The SO2 Emissions Trading Program: Cost Savings without Allowance Trades
The paper above talks about a program pollution permits. Firms are given permits that allow them to pollute. If they want to pollute more then they buy more permits. The theory states that when the permits are handed out, firms trading among themselves will push production of the pollution to the most productive polluter. The firm with the high marginal abatement costs will ask the firm with the low marginal abatement cost to produce the pollution. This happens because the firms now must factor into their decisions the cost of pollution, which is the cost of the permits.
Something similar happens in the automotive world. How much pollution a car makes is related to how fuel inefficient it is. There are other factors as well, such as how cleanly the car burns the fuel, but driving a car alone produces carbon dioxide, which results in global warming. How much fuel you burn determines then how much pollution you cause.
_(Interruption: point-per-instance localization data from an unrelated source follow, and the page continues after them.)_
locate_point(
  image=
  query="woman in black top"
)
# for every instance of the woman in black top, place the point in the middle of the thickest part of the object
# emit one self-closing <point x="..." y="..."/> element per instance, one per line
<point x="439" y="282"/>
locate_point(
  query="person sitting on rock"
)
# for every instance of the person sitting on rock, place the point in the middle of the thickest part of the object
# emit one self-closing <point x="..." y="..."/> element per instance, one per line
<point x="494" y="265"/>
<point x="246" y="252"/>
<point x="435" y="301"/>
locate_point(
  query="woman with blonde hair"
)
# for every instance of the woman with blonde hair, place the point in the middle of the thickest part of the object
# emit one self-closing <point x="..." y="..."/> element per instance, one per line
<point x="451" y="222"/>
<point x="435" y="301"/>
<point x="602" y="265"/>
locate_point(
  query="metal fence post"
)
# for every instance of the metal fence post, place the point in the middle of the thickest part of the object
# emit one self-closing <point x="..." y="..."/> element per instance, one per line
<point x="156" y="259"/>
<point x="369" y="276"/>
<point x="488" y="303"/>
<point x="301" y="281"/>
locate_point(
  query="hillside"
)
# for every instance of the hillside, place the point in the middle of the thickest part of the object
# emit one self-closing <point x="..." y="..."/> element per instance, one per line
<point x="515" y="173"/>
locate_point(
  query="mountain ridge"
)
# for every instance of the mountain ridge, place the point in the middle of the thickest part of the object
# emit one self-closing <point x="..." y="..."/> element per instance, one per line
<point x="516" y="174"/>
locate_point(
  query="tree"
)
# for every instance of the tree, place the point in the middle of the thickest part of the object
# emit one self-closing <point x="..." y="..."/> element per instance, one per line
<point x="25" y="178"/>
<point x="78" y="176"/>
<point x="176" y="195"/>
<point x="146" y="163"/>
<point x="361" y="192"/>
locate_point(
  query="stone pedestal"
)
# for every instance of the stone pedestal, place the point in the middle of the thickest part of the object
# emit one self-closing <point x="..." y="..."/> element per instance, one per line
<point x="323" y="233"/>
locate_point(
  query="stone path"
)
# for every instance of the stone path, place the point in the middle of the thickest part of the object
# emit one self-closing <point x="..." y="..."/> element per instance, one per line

But in this case drivers must pay for their pollution. If you drive a fuel efficient Prius then because the Prius burns 4.4L/100km then you will pay less per 100km than if you drive a Landcruiser, which averages about 16L/100km, which is almost three times more. What should happen in this case is that the Landcruiser driver who realizes that he is paying so much for fuel will be better off car -pooling with the Prius driver.
In the sulphur dioxide trading program mentioned above, one of the surprises was that although firms were allowed to trade permits among themselves there was actually very little trading done. The paper suggests that high transaction costs may have been a problem. Search costs also may have been high. This is related to the car issue because even though we can expect the Landcruiser driver to want to car pool with the Prius driver, the Landcruiser driver may not even know the Prius driver. Perhaps the Landcruiser driver lives in the country while the Prius driver lives in the city, and in this case the transport costs would be high if the two were to meet each other. Car pooling also requires you to find people who are going to the same place as you are and then to negotiate with them how much they can pay you. So clearly just as there are transaction costs in trading pollution permits among firms there are also transaction costs in car pooling.